Sunday, September 03, 2006

Small Island

The most surprising thing has happened. An unexpected feature of being back in Britain after a few weeks in Central Asia. All I want to write about is here, not there.

After seven hours in a pressurised cylinder at thirty thousand feet, the long airport corridors, transit routes and carpeted, strip-lit tubes taking you from airside to landside function like passenger decompression chambers. They coax you back into ever-larger mental and physical spaces, each less and less like an aircraft cabin, until suddenly you find yourself outside the Arrivals hall smelling wet concrete, tarmac and avgas and feeling a mild flutter of post-flight agoraphobia occasioned by being at sea level under an open sky. Without those decompression corridors, you'd probably faint. Ha!

So I walked out into a perspex corridor after a seven hour flight, and stopped dead, because a big perspex window gave out onto the ramp, and Heathrow was busy and grey, and the sky was full of clouds. I'd not seen a cloud for over a fortnight. I'd forgotten that clouds were local things. Local like shipping lanes; local like icebergs.

These were massive cumulus congestus on their way to becoming stormclouds. From the bright summit of one blew long swathes and falls of ice.

The near-religious ecstasy of looking these clouds! I stood there for a very long time feeling exceedingly happy. Part of my joy at seeing these things might have been due to a system flooded with adrenalin. I'd just had the worst landing I've ever experienced ("was that a hard landing, or were we shot down?") but there was more to it than a bit of chemical exhilaration. And more, I think, than some dubious little-Englander nativism.

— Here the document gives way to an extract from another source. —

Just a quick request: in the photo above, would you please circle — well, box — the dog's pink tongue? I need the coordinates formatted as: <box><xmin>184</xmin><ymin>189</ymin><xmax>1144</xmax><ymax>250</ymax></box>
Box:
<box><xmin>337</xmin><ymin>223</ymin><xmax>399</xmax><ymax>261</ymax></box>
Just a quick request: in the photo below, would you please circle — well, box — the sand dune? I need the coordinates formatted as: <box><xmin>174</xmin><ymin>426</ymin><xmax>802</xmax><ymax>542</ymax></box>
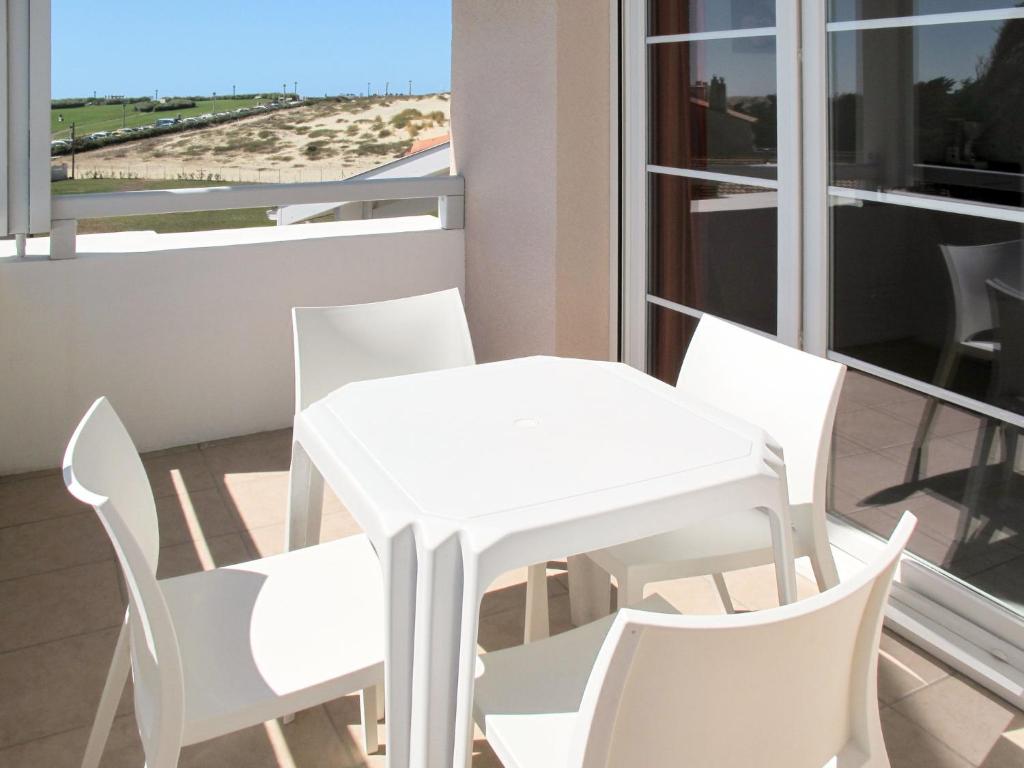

Because I realised something about this country, looking at the clouds. After weeks of the heavy, flat light of a double-landlocked country thousands of miles from the sea, I saw that British light — its serious greys and its soft pinks and blues and mild gunmetals that mimic pigeon plumage, and the particular way the sun cuts through these kinds of light, and the patterns clouds and sun make on trees and cities and water: all these things work as they do because we are so close to the sea. The light is maritime. I'd never before realised that the whole country sits under a sky mirrored and uplit by the sea.